A soldier versus bug fight from Starship Troopers, the ultimate bug extermination show.
Jeff Scheetz, Animation Producer Extraordinare for the Starship Troopers Project. Jeff is in charge of all day-to-day operations on the project.
It's hard to imagine the next great filmmaking breakthrough occurring on Saturday morning cartoons. Yet "Starship Troopers: Roughneck Chronicles," a new cartoon show from Columbia/Tristar, is just that; a totally 3D-generated show that is pushing the boundaries on what you can expect from a "3D" show.

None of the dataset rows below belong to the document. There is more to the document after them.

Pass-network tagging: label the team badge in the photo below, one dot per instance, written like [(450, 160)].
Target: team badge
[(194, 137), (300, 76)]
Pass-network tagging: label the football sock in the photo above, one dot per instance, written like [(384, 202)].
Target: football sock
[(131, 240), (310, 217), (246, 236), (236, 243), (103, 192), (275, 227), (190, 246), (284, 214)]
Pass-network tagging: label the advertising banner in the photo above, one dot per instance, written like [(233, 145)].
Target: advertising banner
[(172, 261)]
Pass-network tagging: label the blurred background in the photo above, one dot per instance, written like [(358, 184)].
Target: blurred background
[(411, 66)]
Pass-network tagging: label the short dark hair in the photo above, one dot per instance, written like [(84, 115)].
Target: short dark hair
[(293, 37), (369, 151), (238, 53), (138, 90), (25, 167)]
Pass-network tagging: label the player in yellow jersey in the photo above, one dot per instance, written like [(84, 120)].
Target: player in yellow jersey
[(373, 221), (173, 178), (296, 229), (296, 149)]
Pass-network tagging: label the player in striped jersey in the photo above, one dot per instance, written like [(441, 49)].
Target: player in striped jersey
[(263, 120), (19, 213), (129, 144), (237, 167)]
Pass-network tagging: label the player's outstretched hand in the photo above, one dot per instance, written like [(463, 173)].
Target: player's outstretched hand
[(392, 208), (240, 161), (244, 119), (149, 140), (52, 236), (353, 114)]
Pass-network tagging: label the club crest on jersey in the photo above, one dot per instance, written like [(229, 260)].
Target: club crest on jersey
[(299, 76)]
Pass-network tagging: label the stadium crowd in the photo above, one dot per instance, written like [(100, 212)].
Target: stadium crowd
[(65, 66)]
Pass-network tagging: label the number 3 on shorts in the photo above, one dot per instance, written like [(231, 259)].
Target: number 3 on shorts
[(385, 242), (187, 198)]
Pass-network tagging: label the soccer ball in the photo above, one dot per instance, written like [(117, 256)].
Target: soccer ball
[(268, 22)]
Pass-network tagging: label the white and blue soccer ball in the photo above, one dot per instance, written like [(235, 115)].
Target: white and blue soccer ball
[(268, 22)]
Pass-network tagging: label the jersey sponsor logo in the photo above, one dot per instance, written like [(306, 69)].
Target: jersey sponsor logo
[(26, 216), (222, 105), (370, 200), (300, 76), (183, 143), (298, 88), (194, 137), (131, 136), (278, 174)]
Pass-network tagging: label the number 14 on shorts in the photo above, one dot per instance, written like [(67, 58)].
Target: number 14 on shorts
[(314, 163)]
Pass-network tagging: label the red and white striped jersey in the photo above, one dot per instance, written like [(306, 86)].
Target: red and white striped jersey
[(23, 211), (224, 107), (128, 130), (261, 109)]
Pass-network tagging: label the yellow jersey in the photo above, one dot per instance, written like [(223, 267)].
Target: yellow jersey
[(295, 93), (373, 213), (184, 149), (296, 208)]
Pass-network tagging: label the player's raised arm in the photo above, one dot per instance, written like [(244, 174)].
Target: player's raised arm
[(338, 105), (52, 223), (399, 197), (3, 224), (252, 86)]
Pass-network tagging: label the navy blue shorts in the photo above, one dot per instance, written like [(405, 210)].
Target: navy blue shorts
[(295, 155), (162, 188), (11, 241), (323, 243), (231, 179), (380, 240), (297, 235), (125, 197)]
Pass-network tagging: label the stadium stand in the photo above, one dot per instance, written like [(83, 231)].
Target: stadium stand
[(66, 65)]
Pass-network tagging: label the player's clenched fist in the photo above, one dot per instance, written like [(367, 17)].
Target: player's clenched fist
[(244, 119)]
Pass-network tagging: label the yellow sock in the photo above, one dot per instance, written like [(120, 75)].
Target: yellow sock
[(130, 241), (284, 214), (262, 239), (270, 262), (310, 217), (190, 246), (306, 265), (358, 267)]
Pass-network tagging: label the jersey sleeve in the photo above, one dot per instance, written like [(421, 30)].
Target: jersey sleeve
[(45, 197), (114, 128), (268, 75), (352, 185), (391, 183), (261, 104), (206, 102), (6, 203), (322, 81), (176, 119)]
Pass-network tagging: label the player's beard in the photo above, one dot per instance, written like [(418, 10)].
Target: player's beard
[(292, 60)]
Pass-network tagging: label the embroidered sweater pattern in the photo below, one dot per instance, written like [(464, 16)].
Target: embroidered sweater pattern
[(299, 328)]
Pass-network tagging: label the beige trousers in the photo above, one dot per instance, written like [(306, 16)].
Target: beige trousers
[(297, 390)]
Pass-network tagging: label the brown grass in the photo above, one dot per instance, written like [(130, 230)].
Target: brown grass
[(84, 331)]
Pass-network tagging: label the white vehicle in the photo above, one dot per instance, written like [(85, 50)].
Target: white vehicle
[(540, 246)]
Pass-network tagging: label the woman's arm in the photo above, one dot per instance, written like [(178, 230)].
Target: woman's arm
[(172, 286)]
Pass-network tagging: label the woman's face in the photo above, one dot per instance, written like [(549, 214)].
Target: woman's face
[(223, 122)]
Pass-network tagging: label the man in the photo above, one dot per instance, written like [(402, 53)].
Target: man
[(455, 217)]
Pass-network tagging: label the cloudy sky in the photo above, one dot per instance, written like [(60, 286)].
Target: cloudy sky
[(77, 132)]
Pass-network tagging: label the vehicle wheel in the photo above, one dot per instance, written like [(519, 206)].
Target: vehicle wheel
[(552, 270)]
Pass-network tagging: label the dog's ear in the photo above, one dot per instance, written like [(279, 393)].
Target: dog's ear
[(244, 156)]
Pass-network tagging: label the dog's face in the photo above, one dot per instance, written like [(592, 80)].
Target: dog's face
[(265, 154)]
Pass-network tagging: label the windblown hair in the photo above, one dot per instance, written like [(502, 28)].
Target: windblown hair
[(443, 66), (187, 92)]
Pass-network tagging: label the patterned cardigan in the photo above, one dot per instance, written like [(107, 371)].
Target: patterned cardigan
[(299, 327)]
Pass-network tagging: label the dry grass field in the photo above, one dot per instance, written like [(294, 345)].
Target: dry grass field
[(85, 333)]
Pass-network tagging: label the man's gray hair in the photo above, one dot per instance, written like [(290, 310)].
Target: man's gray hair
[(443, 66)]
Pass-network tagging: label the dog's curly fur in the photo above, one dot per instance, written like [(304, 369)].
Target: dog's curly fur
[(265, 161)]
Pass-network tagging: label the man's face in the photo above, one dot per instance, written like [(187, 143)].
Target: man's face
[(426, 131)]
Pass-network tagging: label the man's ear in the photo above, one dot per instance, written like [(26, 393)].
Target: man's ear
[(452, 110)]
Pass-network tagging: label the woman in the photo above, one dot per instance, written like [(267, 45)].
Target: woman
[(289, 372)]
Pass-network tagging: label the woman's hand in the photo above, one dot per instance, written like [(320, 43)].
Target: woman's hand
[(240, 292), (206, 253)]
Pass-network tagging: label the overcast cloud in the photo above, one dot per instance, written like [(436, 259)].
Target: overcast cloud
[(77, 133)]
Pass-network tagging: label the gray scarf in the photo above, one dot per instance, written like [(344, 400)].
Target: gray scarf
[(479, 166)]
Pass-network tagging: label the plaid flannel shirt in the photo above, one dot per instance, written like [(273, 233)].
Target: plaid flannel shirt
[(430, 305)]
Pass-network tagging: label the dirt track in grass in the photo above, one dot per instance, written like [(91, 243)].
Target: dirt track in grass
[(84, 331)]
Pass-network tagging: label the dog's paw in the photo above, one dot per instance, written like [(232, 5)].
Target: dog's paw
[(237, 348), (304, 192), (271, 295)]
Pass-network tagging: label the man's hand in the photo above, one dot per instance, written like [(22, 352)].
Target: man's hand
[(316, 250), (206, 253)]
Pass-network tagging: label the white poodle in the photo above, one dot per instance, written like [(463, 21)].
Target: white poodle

"Starship Troopers" is a "prequel" to the Starship Troopers movie, following the exploits of Lt. Razack's crew as they try to defeat the Bug Menace. However, unlike its predecessor, "Starship Troopers" the cartoon show can't rely on excessive gore or titillation to keep the audience interested (hey, this is for kids, after all). Instead, "Starship Troopers" relies on good old-fashioned storytelling, and creating characters that are complex enough to make you forget that they're 3D models.
Leading the animation and special effects production is Foundation Imaging, an Emmy Award-winning special effects and animation house based in Valencia, Calif. Two other facilities, Rainbow Studios of Phoenix, and Hyper Image of Glendale, Calif., also produce some of the episodes. Each production house works in tandem with Sony, yet creates all the animation and special effects for each episode totally in-house. So every week, these companies put out a new show -- which means 19 minutes of completed, broadcast-quality animation. By any standard this is an amazing feat; for these seasoned experts it's just another day at the job.
To get the low-down on the project, I met with Foundation co-founder Paul Bryant and Animation Producer Jeff Scheetz at Foundation Imaging's studios. Their non-traditional approaches to working under intense broadcast deadlines, maintaining quality and still getting a devastating amount of work done is both inspiring and enlightening. If "Starship Troopers" is any marker for things to come, future television programming is in for some interesting times.